Current prices established by OEB are intended to remain in place for approximately one year (April 2005 to April 2006). At the end of this period, and every six months thereafter, prices consumers pay for electricity may change based on an updated OEB forecast. The RPP also allows for unscheduled price adjustments to deal with the effect unanticipated circumstances could have on prices.
IESO Market Design
IESO is tasked with managing and operating the grid and wholesale marketplace, and is regulated by OEB. The two key focal areas that encompass IESO authority are:
• Ensuring the reliability of the integrated power system; and
• Overseeing the IESO-administered wholesale markets, including the real-time energy and operating reserve markets.
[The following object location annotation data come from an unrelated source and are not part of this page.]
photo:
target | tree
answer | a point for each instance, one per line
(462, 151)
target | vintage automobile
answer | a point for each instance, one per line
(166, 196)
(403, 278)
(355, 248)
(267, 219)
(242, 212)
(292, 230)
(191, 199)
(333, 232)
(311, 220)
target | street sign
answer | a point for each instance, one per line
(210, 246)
The real-time energy and operating reserve markets are electricity markets administrated by the IESO, which, for purposes of submitting and revising dispatch data, operate in advance of, and up to, the dispatch hour. Based on this dispatch data, the IESO determines dispatch instructions for each registered facility and boundary entity as the primary means of coordinating the operation of the physical markets during the dispatch hour.
Every five minutes the following real-time market prices are determined:
• Single market clearing price (MCP) for Ontario region; and
• Separate MCPs for energy at each of the 12 intertie zones with neighboring markets.
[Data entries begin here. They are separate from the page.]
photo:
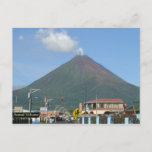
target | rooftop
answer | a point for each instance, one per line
(106, 100)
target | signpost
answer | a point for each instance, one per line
(43, 109)
(76, 113)
(18, 109)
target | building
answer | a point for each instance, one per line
(104, 105)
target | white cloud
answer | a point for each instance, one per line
(20, 37)
(58, 41)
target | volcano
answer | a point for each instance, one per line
(70, 81)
In addition to the five-minute prices, each hour a calculation is performed to determine the Hourly Ontario Energy Price (HOEP). HOEP is determined by using the average of the five-minute Ontario energy prices. HOEP is used as the wholesale price for electricity for non-dispatchable generators and non-dispatchable loads.
The IESO administers three separate real-time operating-reserve markets to provide a market-based way for the IESO quickly to replace the supply of electricity for a short period of time until requirements can again be supplied from normal dispatch:
• 10-minute synchronized reserve (also called 10 minute spinning);
• 10-minute non-synchronized reserve (also called 10-minute non-spinning); and
• 30-minute reserve (non-synchronized).
In May 2006, the IESO began testing its new “day-ahead commitment process,” which the grid operator plans to implement for an initial six-month run on June 1. The process is seen as a step toward a formal day-ahead market. The IESO implemented an initial 6-month run starting June 1, but it will not be used past Nov. 30 without IESO board approval.
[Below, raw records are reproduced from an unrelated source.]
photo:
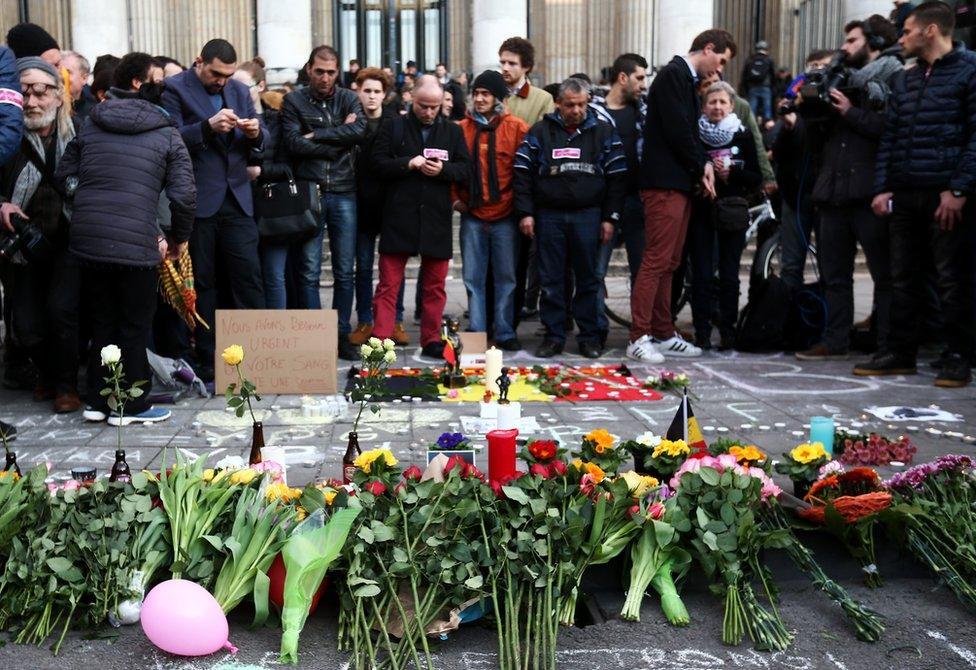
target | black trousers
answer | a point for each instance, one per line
(841, 229)
(124, 317)
(915, 238)
(224, 245)
(44, 311)
(703, 241)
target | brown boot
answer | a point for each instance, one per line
(400, 335)
(361, 334)
(67, 402)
The only financial market operated by the IESO is the transmission rights (TR) market that allows market participants to hedge for congestion across certain paths. The TR is directional and allows its holder to collect congestion revenues whenever prices between the injection node and the withdrawal node are different. The TR also is an option and unlike financial transmission rights in some U.S. markets cannot take on a negative value.
1. Ontario Power Authority: Supply Mix Analysis Report, December 2005.
2. The Ontario Reliability Outlook, IESO: February 2006.